Just last week, the research organization ANSIRH (Advancing New Standards in Reproductive Health) of the University of California, San Francisco published a study of dozens of horrific anecdotes from physicians about how abortion bans have impacted their ability to provide standard medical care, collected between September 2022 and this August. Patients of color, who are more likely to receive substandard medical care across the board, were disproportionately represented.
Most state committees are only now beginning to work on maternal deaths that took place after Dobbs v. Jackson Women’s Health—which is why Georgia’s maternal mortality review’s findings arrive two years after Thurman’s death. As ProPublica’s report stresses, across all states, these committees operate on a two-year lag.
Thurman’s is the first case of a committee concluding a maternal death was preventable and related to an abortion ban. Her family members say that, due to lack of transparency from the hospital, they’ve been told for the last two years that Thurman died of “septic shock” and “retained products of conception.” They only learned from ProPublica’s report—not state officials or the hospital—that her death was deemed preventable.

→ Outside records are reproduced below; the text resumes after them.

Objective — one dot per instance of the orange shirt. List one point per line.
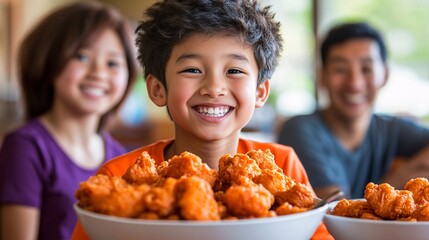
(285, 157)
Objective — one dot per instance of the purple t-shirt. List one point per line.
(36, 172)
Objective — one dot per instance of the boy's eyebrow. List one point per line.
(194, 56)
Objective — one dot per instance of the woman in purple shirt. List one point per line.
(76, 66)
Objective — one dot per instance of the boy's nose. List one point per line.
(98, 70)
(213, 86)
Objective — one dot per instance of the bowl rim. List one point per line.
(192, 223)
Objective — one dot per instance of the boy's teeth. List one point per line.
(94, 91)
(213, 111)
(356, 98)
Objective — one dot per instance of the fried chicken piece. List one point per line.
(420, 189)
(246, 201)
(287, 208)
(389, 203)
(299, 195)
(239, 169)
(142, 171)
(187, 164)
(274, 181)
(196, 199)
(354, 209)
(111, 196)
(421, 213)
(161, 199)
(264, 159)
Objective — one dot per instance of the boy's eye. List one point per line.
(191, 70)
(113, 64)
(82, 57)
(234, 71)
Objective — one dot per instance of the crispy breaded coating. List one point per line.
(142, 171)
(389, 203)
(111, 196)
(239, 169)
(420, 189)
(246, 201)
(196, 200)
(187, 164)
(299, 195)
(161, 199)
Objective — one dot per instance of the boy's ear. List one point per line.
(156, 91)
(262, 93)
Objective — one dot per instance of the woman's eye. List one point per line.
(113, 64)
(234, 71)
(191, 70)
(82, 57)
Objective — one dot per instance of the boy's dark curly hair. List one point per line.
(169, 22)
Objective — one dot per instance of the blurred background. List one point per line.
(404, 25)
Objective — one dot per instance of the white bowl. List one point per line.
(295, 226)
(346, 228)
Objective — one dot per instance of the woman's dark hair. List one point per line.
(169, 22)
(350, 31)
(56, 39)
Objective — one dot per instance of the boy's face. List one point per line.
(212, 90)
(353, 76)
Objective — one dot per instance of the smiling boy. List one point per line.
(209, 63)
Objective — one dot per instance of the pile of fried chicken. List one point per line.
(384, 202)
(247, 185)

In July 2022, Georgia Gov. Brian Kemp (R) said he was “overjoyed” his ban would take effect and claimed the state would keep women “safe, healthy, and informed.” A spokesperson for the governor’s office told ProPublica last week that their reporting on Thurman’s death amounted to a “fear-mongering campaign.” This is similar to a comment from attorneys for Georgia back in 2022, calling medical expert’s warnings about the dangers of abortion bans “hyperbolic fear mongering.”
Two weeks after that comment, Thurman would be dead, her then-six-year-old son left without a mother.